Contrary to IMF advice, moreover, the government did not include the debt owed by state-owned enterprises in public debt. The IMF had also bemoaned that the government was running some operations off-budget. Such practices reduce transparency, make oversight and management of the debt more difficult and increase the scope for corruption.

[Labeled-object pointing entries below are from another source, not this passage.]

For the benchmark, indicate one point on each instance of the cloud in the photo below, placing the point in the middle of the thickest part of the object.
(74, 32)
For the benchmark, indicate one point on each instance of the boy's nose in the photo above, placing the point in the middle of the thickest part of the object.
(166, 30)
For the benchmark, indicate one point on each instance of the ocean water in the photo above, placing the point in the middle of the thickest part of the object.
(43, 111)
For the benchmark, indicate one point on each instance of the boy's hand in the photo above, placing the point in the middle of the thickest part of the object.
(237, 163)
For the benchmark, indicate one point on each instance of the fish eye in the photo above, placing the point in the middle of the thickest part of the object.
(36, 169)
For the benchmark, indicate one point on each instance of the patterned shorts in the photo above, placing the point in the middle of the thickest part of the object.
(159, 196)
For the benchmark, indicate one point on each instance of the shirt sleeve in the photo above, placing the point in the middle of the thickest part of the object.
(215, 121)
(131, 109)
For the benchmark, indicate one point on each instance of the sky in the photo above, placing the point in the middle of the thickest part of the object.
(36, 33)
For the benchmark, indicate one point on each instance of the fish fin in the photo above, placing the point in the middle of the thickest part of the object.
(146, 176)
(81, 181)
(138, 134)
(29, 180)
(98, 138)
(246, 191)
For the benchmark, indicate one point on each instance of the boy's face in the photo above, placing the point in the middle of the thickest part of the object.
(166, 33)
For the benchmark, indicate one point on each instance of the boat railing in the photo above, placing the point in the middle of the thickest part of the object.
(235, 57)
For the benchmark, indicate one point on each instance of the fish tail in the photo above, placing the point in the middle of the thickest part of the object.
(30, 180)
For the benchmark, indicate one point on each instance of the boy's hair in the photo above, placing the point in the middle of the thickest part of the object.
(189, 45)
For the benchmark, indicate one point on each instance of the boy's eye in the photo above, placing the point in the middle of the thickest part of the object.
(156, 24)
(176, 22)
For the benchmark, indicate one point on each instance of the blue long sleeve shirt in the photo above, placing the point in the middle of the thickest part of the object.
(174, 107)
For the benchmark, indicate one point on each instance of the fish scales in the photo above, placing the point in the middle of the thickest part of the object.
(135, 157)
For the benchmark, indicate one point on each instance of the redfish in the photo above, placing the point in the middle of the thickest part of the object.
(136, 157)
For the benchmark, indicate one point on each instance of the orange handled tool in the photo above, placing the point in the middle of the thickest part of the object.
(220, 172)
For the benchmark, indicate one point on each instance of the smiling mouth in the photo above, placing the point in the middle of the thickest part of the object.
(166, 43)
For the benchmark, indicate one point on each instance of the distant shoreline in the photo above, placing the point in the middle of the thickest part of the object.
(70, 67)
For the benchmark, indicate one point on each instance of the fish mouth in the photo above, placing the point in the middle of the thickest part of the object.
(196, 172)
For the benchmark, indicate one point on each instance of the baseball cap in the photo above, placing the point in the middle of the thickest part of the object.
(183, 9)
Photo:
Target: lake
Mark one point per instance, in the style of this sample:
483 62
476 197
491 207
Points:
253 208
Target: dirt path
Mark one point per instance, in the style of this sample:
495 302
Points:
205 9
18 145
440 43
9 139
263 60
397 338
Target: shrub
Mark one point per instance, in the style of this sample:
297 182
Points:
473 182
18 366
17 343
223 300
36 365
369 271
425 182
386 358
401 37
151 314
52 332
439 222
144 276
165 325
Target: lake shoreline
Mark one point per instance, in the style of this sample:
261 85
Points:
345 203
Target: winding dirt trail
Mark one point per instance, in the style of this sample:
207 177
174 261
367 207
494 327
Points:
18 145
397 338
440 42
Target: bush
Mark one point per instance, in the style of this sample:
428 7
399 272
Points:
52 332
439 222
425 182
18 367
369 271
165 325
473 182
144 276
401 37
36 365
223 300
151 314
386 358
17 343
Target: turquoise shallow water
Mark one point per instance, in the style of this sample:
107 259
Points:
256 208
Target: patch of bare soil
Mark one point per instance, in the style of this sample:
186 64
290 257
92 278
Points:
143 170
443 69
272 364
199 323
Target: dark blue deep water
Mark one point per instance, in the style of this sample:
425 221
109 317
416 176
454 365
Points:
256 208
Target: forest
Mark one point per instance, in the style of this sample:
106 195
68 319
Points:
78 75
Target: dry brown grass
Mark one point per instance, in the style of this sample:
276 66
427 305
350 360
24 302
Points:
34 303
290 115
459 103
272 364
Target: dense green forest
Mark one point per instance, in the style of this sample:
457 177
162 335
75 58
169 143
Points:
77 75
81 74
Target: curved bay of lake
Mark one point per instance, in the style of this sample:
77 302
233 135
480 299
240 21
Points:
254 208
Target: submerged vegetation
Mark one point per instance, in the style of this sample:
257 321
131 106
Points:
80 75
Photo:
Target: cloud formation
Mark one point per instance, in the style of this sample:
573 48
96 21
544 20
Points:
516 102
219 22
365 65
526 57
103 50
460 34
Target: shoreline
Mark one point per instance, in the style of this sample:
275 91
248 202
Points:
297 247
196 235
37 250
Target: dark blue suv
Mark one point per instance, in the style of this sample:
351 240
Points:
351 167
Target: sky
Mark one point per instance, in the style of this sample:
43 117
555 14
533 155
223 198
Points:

The moment of truth came on 24 November 2022 when the restructuring of domestic debt was announced. The Ministry of Finance suddenly admitted that total public debt – “including that of state-owned enterprises” – exceeded 100 % of GDP. Only 11 days earlier, it had been declared as only 75.9 %. Later IMF analyses showed that the Cocoa Board in particular had accumulated a large debt.
Conclusion
Unfavourable events like the Covid-19 pandemic and falling commodity prices had an adverse effect on Ghana’s fiscal position. To a very large extent, however, Ghana’s fiscal crisis was homemade. The government did not act in the necessary responsible manner. The country needs prudent and holistic fiscal management. Sound macroeconomic management helps a country stay resilient when hit by external shocks by minimising negative impacts. Developing countries must solve their own fiscal problems. Given that high-income countries face serious bedgetary deficits, any resources from OECD, the IMF, World Bank et cetera will be meagre, not more than small drops in a messy fiscal ocean.
J. Atsu Amegashie is a professor of economics at the University of Guelph in Ontario, Canada.